CRUELDAD VERDADERA

por | Ago 31, 2016 | Gracia Ortuño_Fernando, Relatos, Verano 2016 | 0 Comentarios

Crueldad Verdadera 

Por Fernando Gracia Ortuño

 

Crueldad Verdadera_imagenNo podemos cambiar el destino. De no estar preso en estos momentos entre estas cuatro paredes, estaría en mi cuarto leyendo. ¡Pero qué lejos queda todo ahora! Lo cierto es que lo echo a faltar.

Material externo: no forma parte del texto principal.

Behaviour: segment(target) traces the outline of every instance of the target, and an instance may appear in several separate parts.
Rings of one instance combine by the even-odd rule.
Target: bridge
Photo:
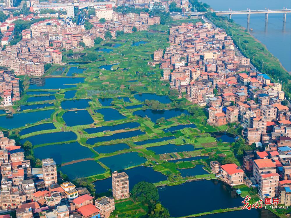
[[[208,12],[207,11],[198,11],[196,12],[191,12],[187,14],[187,15],[193,16],[199,16],[204,15]],[[268,22],[268,15],[269,14],[283,14],[283,21],[284,22],[286,22],[286,14],[287,13],[291,13],[291,9],[284,8],[281,10],[269,10],[269,9],[265,10],[253,10],[250,9],[246,10],[230,10],[221,11],[214,11],[212,12],[215,13],[217,15],[228,15],[229,16],[229,19],[231,19],[231,15],[233,14],[246,14],[247,15],[248,23],[250,23],[250,17],[251,14],[265,14],[265,21],[266,23]]]

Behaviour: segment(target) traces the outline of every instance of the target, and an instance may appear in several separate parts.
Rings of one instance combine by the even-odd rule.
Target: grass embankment
[[[249,32],[248,30],[234,22],[230,22],[226,17],[217,16],[211,13],[206,16],[216,25],[224,29],[227,34],[231,36],[235,45],[244,56],[250,59],[258,70],[267,74],[271,78],[274,71],[274,77],[272,81],[277,82],[279,79],[279,81],[285,82],[284,91],[285,97],[288,99],[291,96],[291,75],[264,45]]]

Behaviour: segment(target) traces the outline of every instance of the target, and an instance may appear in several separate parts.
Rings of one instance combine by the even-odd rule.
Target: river
[[[204,0],[214,10],[263,10],[291,8],[291,1],[286,0]],[[227,15],[228,16],[228,15]],[[282,65],[291,72],[291,13],[287,13],[286,22],[283,22],[283,14],[269,14],[268,22],[265,22],[265,14],[251,14],[248,25],[246,15],[233,15],[232,18],[237,23],[244,27],[252,28],[251,33],[267,47],[268,49],[278,58]]]

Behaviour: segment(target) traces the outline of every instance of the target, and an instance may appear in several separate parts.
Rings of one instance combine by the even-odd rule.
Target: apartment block
[[[43,159],[42,174],[46,187],[52,184],[57,183],[56,164],[52,158]]]
[[[276,173],[276,165],[272,160],[258,159],[254,160],[253,174],[257,182],[259,182],[260,176]]]
[[[261,199],[274,198],[277,196],[280,176],[277,173],[260,175],[258,194]]]
[[[126,173],[115,171],[112,173],[112,192],[116,200],[129,197],[128,176]]]

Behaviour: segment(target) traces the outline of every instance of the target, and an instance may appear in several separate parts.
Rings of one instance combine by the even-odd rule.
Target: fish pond
[[[146,149],[152,150],[157,155],[182,151],[191,151],[194,150],[194,147],[192,145],[176,145],[173,144],[150,147],[147,148]]]
[[[110,53],[113,51],[113,49],[111,49],[110,48],[96,48],[95,51],[97,52],[106,52],[106,53]]]
[[[158,95],[156,94],[153,93],[137,94],[134,96],[136,99],[142,102],[144,102],[146,99],[149,100],[155,100],[163,104],[168,104],[173,102],[167,95]]]
[[[126,118],[126,117],[120,113],[117,110],[113,108],[102,108],[94,111],[95,113],[99,113],[103,115],[104,121],[117,120]]]
[[[147,43],[147,42],[145,42],[144,41],[140,41],[139,42],[134,42],[130,46],[137,46],[140,45],[146,44]]]
[[[139,165],[144,163],[146,159],[143,157],[140,157],[137,152],[129,152],[103,157],[99,160],[112,171],[114,171]]]
[[[86,110],[68,111],[62,117],[67,126],[86,125],[94,122],[90,114]]]
[[[167,177],[160,173],[155,171],[151,167],[140,166],[124,171],[129,177],[129,190],[131,191],[134,185],[141,181],[155,183],[167,180]],[[112,178],[109,177],[94,182],[97,193],[107,192],[112,189]]]
[[[50,107],[54,106],[54,104],[52,103],[45,103],[45,104],[30,104],[30,105],[20,105],[20,111],[25,111],[26,110],[33,110],[35,109],[40,109],[44,108],[47,107]]]
[[[58,89],[77,87],[77,85],[84,81],[83,77],[58,77],[57,78],[38,78],[41,79],[40,81],[31,80],[30,89]]]
[[[98,142],[131,138],[134,136],[143,135],[145,133],[145,132],[141,132],[139,130],[134,131],[120,132],[119,133],[113,134],[113,135],[108,136],[102,136],[101,137],[96,137],[89,139],[87,140],[86,143],[90,145],[94,145],[95,143]]]
[[[56,143],[76,140],[77,136],[73,132],[61,132],[45,133],[31,136],[20,140],[22,144],[26,141],[30,141],[33,146],[47,143]]]
[[[25,135],[29,133],[31,133],[34,132],[41,131],[42,130],[53,130],[56,128],[52,123],[44,123],[40,125],[37,125],[33,126],[31,127],[29,127],[22,130],[20,132],[19,134],[21,136]]]
[[[73,98],[75,97],[76,93],[77,92],[76,90],[72,90],[70,91],[67,91],[64,93],[65,94],[65,98],[67,99]]]
[[[100,174],[106,171],[94,160],[86,160],[66,165],[61,167],[60,170],[71,179]]]
[[[30,97],[26,100],[27,102],[33,102],[43,101],[54,100],[56,96],[54,95],[47,95],[46,96],[34,96]]]
[[[89,107],[91,101],[92,100],[88,99],[67,100],[62,101],[61,106],[64,109],[84,109]]]
[[[84,71],[86,69],[79,68],[77,67],[72,67],[69,69],[68,72],[67,73],[67,76],[71,77],[73,74],[78,74],[79,73],[83,73]]]
[[[94,150],[99,153],[112,153],[124,149],[128,149],[130,147],[125,143],[114,144],[108,145],[101,145],[93,148]]]
[[[164,117],[165,119],[167,120],[180,116],[182,114],[186,115],[190,114],[186,110],[178,109],[170,110],[153,110],[151,109],[140,110],[135,111],[133,114],[142,117],[148,117],[152,122],[155,123],[157,120],[161,117]]]
[[[158,189],[159,201],[169,210],[172,217],[238,207],[242,205],[243,200],[236,194],[235,189],[214,180],[186,182]],[[199,197],[194,197],[194,193],[195,196]],[[215,196],[219,200],[216,201],[215,203],[205,203],[209,202],[210,196]],[[185,199],[191,200],[181,200]]]
[[[114,126],[102,126],[99,127],[85,129],[84,130],[87,133],[91,134],[99,132],[115,131],[120,130],[137,128],[140,125],[140,124],[138,123],[133,122],[127,123],[126,123],[118,124]]]
[[[41,160],[52,157],[57,164],[92,157],[94,155],[89,148],[77,142],[38,147],[33,149],[33,154],[36,158]]]
[[[50,119],[54,110],[47,110],[34,112],[14,114],[12,117],[0,116],[0,127],[11,129],[24,126],[43,120]]]

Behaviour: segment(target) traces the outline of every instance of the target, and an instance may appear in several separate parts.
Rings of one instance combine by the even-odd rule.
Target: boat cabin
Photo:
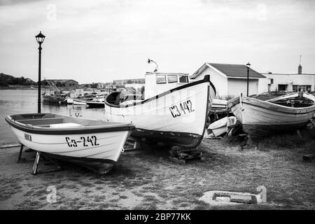
[[[146,74],[144,99],[189,83],[188,74],[158,73]]]

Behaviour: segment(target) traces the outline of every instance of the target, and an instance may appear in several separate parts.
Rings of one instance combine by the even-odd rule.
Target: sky
[[[204,63],[315,74],[314,0],[1,0],[0,73],[79,83],[190,74]]]

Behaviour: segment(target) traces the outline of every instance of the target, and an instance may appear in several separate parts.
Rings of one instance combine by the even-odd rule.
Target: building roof
[[[54,81],[56,83],[66,83],[68,81],[74,81],[76,83],[78,83],[75,80],[73,79],[48,79],[48,81]]]
[[[298,73],[294,74],[285,74],[285,73],[263,73],[264,75],[272,76],[272,75],[285,75],[285,76],[300,76],[300,75],[307,75],[307,76],[315,76],[315,74],[309,74],[309,73],[302,73],[299,74]]]
[[[197,71],[191,76],[191,78],[195,78],[206,67],[212,67],[218,70],[227,78],[247,78],[247,66],[244,64],[217,64],[217,63],[204,63]],[[261,74],[249,68],[250,78],[265,78]]]

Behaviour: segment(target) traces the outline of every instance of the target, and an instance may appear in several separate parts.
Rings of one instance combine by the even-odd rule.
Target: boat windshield
[[[188,83],[188,76],[187,75],[156,75],[156,84],[169,83]]]

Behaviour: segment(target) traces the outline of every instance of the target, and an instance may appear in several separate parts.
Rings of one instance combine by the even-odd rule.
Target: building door
[[[288,90],[288,85],[278,85],[278,91],[286,91]]]

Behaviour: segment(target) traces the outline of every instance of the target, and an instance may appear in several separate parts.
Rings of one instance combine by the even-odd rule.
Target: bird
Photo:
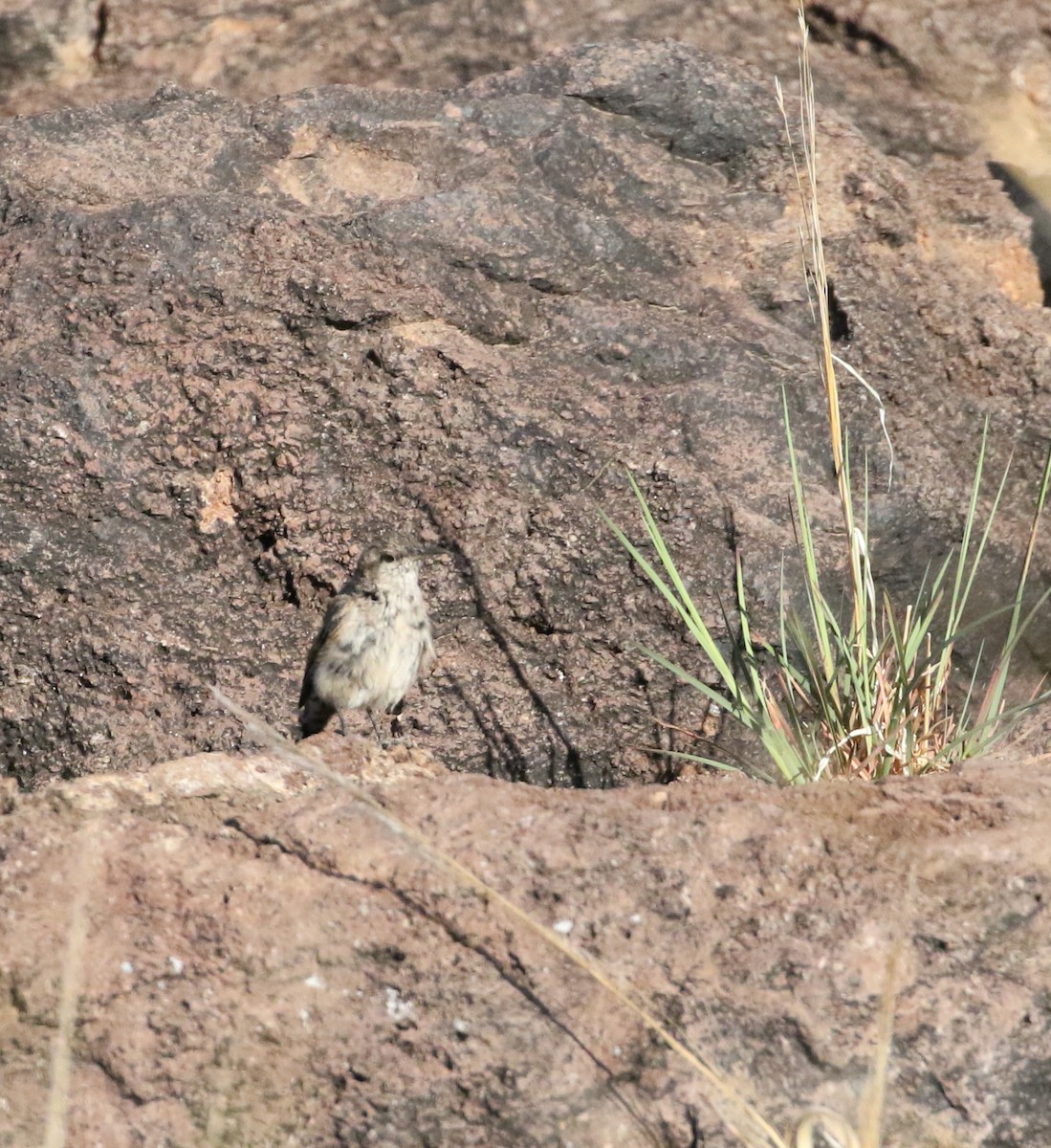
[[[422,559],[435,549],[395,536],[363,551],[310,647],[299,690],[301,737],[320,732],[334,714],[345,735],[344,713],[365,709],[383,744],[375,712],[398,712],[435,659],[419,582]]]

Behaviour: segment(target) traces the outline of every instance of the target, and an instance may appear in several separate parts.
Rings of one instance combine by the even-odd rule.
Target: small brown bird
[[[347,732],[347,709],[392,713],[434,661],[434,637],[420,561],[433,549],[390,538],[369,546],[347,584],[329,603],[306,658],[299,691],[299,730],[310,737],[333,714]],[[381,738],[382,740],[382,738]]]

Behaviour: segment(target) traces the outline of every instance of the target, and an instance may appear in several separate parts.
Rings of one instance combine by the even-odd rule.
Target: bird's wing
[[[350,657],[359,656],[375,642],[376,627],[371,616],[375,610],[376,603],[367,595],[337,594],[328,604],[325,621],[306,656],[306,669],[299,689],[301,709],[313,692],[314,667],[329,642],[338,643],[340,651]]]

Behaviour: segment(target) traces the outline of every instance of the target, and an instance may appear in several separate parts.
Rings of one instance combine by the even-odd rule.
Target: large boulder
[[[1036,281],[1023,222],[976,161],[955,214],[825,123],[838,349],[882,391],[897,452],[888,495],[874,408],[848,387],[880,574],[911,587],[955,537],[988,414],[995,457],[1021,461],[995,597],[1051,421],[1051,327],[1010,297],[1020,269]],[[415,736],[499,776],[665,774],[653,748],[690,742],[664,723],[704,714],[632,645],[694,656],[598,510],[637,526],[618,460],[635,467],[715,620],[729,505],[769,616],[791,548],[783,388],[834,569],[792,165],[761,77],[665,42],[444,94],[166,87],[13,121],[0,156],[0,752],[26,783],[235,745],[212,681],[287,726],[328,596],[391,527],[452,559],[426,577],[441,662],[410,698]]]

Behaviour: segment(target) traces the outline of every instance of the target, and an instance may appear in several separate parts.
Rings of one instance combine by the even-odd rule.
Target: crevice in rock
[[[828,327],[834,343],[850,342],[850,316],[835,294],[835,284],[828,280]]]
[[[874,56],[885,67],[901,69],[911,83],[919,78],[916,65],[887,39],[859,20],[840,16],[823,3],[807,6],[807,22],[816,44],[832,44],[854,55]]]
[[[96,64],[102,63],[102,45],[106,42],[107,31],[109,31],[109,5],[102,0],[95,9],[95,30],[92,34],[92,60]]]
[[[1051,181],[1038,184],[1023,168],[996,160],[990,160],[987,166],[1011,202],[1031,220],[1029,250],[1040,272],[1044,307],[1051,307]]]

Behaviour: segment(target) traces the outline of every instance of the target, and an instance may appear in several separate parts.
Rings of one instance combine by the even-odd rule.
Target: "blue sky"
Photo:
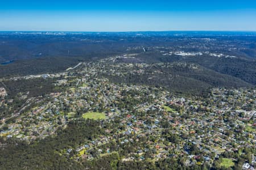
[[[256,1],[1,1],[0,31],[256,31]]]

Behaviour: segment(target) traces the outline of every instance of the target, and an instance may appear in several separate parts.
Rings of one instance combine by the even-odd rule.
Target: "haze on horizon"
[[[0,31],[256,31],[255,1],[3,1]]]

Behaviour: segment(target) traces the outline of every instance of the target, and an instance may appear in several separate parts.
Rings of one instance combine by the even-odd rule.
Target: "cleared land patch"
[[[234,165],[234,163],[230,159],[222,158],[221,159],[221,166],[225,168],[231,167]]]
[[[82,114],[82,117],[84,118],[90,118],[94,120],[105,119],[106,116],[104,113],[100,112],[88,112]]]

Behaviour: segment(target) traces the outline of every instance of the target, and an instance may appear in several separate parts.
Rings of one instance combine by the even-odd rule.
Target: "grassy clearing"
[[[163,108],[166,110],[167,112],[170,112],[172,113],[175,113],[177,112],[175,109],[171,108],[170,107],[167,106],[167,105],[163,105]]]
[[[225,168],[231,167],[234,165],[234,163],[230,159],[228,158],[222,158],[221,166],[224,167]]]
[[[76,115],[76,113],[70,112],[68,113],[68,118],[74,117],[75,115]]]
[[[84,118],[90,118],[94,120],[105,119],[106,116],[105,113],[100,112],[88,112],[82,114],[82,117]]]

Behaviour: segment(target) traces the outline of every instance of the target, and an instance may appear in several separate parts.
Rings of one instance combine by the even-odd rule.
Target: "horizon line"
[[[17,30],[0,30],[0,32],[256,32],[256,30],[166,30],[166,31],[17,31]]]

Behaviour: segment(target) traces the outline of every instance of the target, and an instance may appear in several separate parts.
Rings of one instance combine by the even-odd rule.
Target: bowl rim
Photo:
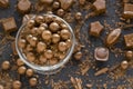
[[[31,19],[34,19],[35,16],[38,16],[38,14],[34,14],[34,17],[31,18]],[[40,16],[40,14],[39,14],[39,16]],[[52,16],[52,17],[60,18],[60,17],[58,17],[58,16],[55,16],[55,14],[49,14],[49,13],[47,13],[47,14],[41,14],[41,16]],[[71,48],[68,50],[68,53],[66,53],[65,58],[64,58],[62,61],[60,61],[60,62],[58,62],[58,63],[55,63],[55,65],[53,65],[53,66],[39,66],[39,65],[31,63],[31,62],[29,62],[29,61],[27,60],[27,57],[24,56],[24,53],[22,53],[22,50],[21,50],[21,49],[19,48],[19,46],[18,46],[18,41],[19,41],[19,38],[20,38],[20,33],[21,33],[21,31],[23,30],[23,28],[24,28],[24,26],[25,26],[27,23],[23,23],[23,24],[19,28],[19,30],[18,30],[18,32],[17,32],[17,36],[16,36],[16,49],[17,49],[17,52],[18,52],[20,59],[21,59],[27,66],[29,66],[30,68],[32,68],[32,69],[34,69],[34,70],[37,70],[37,71],[53,71],[53,70],[57,70],[57,69],[61,68],[62,66],[64,66],[64,65],[69,61],[69,59],[71,58],[71,56],[72,56],[72,53],[73,53],[73,50],[74,50],[74,46],[75,46],[75,36],[74,36],[74,32],[73,32],[72,28],[70,27],[70,24],[69,24],[65,20],[63,20],[62,18],[60,18],[60,19],[69,27],[69,30],[70,30],[70,32],[71,32],[72,46],[71,46]]]

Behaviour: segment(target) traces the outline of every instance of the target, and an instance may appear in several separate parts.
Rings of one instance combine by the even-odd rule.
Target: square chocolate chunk
[[[123,18],[133,19],[133,4],[131,3],[124,4]]]
[[[2,20],[2,27],[6,32],[12,32],[17,30],[17,23],[13,17]]]
[[[124,36],[126,48],[133,48],[133,33]]]
[[[106,10],[105,0],[95,0],[93,7],[98,14],[104,13]]]
[[[103,26],[99,21],[92,22],[90,27],[90,34],[94,37],[99,37],[103,30]]]

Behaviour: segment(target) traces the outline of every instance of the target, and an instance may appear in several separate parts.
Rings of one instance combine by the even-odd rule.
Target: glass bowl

Hasta que ocurrió lo que ha cambiado mi vida. Por una vez se ha hecho justicia, pensarán algunos de mis vecinos en su fuero interno. Todo ha sucedido en unas horas. De la noche a la mañana el mundo tal como lo conocía antes ha desaparecido, el sol ha dejado de brillar, o si lo hace es opaco y lúgubre como la noche, que lo invade todo ahora, aquí, en esta celda, encerrado en esta penitenciaría con los peores criminales del mundo. Pero todo esto estaba en los planes. Es extraño, te das cuenta al poco de estar aquí que pierdes la intimidad. Es como una gran familia donde todo se comparte, lo quieras o no. En eso consiste estar encarcelado. Los gritos inundan la noche, son alaridos de protesta o desesperación, de rabia o de la furia más desatada. Los oyes como una tormenta de fuego y granizo al mismo tiempo. Sabes que no podrás detenerla jamás, y si tus oídos no se acostumbran te volverás loco en poco tiempo.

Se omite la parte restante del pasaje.